Keep meticulous records on clients, including copies of their state-issued medical marijuana ID cards
Avoid repeated walk-in business
Have patients sign "Appointment of Primary Caregiver" form to give dispensary that specific role
Know the patient's doctor and the patient's diagnosis
Keep on the premises only the number of marijuana plants and amount of harvested cannabis permitted under law on a per patient basis
Designate plants or marijuana to a particular patient
Pay your sales taxes
Source: Attorney Jeffrey Gard
Local medical marijuana dispensaries have received a lot of attention -- much of it unwanted -- in the past few weeks as debates swirl over their proper role and legal standing in light of the sometimes ambiguous language in Colorado's medical cannabis statute.
One Boulder attorney is advising dispensary owners to take no chances and operate within the strictest interpretation of the law, especially during a time when cities and towns are trying to ban the facilities and prosecutors are questioning their legality.
"Being a good neighbor is one of the primary considerations here," said Jeffrey Gard, a lawyer who has advised up to 100 prospective and existing medical marijuana providers and growers on how to abide by the state's medical cannabis law, which was approved as Amendment 20 by voters in 2000.
"Juries will protect you as long as you are trying to do the right thing."
To do otherwise, he said, will only attract law enforcement and perhaps result in criminal charges being filed.
The language in the state statute -- which specifies that "caregivers" can provide marijuana to a patient but says nothing about dispensaries -- has caused widespread confusion.
Earlier this month, Boulder County District Attorney Stan Garnett said he was considering bringing a declaratory or injunctive relief action against a dispensary or marijuana grower to force the issue into a court and get clarification on what's allowed under the amendment.

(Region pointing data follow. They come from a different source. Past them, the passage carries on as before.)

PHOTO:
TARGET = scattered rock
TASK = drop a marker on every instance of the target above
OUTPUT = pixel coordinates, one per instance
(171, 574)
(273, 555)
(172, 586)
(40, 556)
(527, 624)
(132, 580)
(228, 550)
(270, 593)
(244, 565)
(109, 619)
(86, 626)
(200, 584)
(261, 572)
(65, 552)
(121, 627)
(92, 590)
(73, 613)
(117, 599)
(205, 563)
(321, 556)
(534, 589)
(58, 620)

Last week, elected leaders in Broomfield and Superior directed their staffs to not issue business licenses to applicants seeking to open a dispensary.

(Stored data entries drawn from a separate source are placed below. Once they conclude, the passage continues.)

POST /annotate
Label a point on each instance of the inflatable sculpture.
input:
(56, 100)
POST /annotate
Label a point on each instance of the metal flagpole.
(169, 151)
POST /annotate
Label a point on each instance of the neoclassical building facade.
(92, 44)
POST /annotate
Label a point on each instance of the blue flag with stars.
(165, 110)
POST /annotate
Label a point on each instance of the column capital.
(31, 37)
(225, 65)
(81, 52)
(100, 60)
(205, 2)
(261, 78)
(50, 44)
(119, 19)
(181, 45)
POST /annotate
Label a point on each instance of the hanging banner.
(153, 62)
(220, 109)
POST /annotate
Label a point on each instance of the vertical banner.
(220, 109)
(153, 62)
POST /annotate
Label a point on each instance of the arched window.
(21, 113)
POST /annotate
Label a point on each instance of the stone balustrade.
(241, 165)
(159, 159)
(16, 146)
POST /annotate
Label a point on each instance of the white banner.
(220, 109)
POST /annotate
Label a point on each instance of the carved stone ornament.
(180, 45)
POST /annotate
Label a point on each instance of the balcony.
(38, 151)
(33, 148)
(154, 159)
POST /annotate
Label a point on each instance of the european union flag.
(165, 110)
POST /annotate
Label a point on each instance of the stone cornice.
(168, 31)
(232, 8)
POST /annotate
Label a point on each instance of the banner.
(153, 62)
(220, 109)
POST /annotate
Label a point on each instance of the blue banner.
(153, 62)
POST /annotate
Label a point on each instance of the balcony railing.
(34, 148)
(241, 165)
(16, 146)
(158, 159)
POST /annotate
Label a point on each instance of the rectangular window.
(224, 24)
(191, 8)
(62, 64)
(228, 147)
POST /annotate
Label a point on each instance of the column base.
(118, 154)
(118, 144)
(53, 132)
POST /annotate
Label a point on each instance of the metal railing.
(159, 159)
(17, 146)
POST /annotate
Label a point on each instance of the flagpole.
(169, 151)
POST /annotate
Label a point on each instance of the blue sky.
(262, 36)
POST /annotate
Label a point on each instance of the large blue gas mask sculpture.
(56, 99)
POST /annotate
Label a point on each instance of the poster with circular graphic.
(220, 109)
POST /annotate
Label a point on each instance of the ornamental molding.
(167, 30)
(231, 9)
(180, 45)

Gard said dispensary owners can protect themselves by keeping meticulous records on their clients, including copies of their state-issued medical marijuana ID cards.
"When the police show up, you need a roadmap to the legality of the business," he said.
Gard advises dispensary owners to keep on the premises only the number of marijuana plants and amount of harvested cannabis permitted under Amendment 20 -- which stipulates that a patient or his or her caregiver can possess a maximum of six plants and two ounces of marijuana at any given time.
As an added measure, he said, mark the cannabis as belonging to a particular client.
"You don't want to have one plant that is not designated to your specific patients," he said.
If a dispensary serves 10 patients, Gard said, it should have no more than 60 pot plants and 20 ounces of marijuana on site.
He warns against allowing repeated walk-in business, telling dispensaries to establish relationships with their patients and their patients' doctors. He even hands out "Appointment of Primary Caregiver" forms that allow a patient to assign the caregiver role to a particular dispensary.
"Do you eat it? Do you smoke it? Do you vaporize it?" Gard suggested caregivers ask their patients. "Unless you have a one-to-one personal relationship with a patient, you're not doing it right."
And he advises the facilities to "pay your taxes, pay your taxes, pay your taxes."
Mark Rose, owner of Grateful Meds in Nederland, said he takes great pains to stay within the bounds of Colorado's medical marijuana law.
"When we set this up, we figured we wanted to be way more than safe," Rose said.
He said he assigns each plant in his grow room to the particular patient it's meant for and always makes sure there is less cannabis on site than the law allows on a per-patient basis.
"I would encourage all dispensaries to be as legal and above board as possible at this point," Rose warned.
New Options Wellness Center in Boulder has become more careful about who it accepts as patients, especially after it was targeted in June and robbed of two 20-gallon tubs of marijuana.
One of its managers, who asked that his name not be used, said the business now operates largely on an appointment-only basis.
"We like to know our clientele," the manager said.
He also said New Options never keeps more cannabis inside the building than what he is allowed under the law on a per-patient basis.
"Just to be on the safe side, we like to keep it real tight," he said.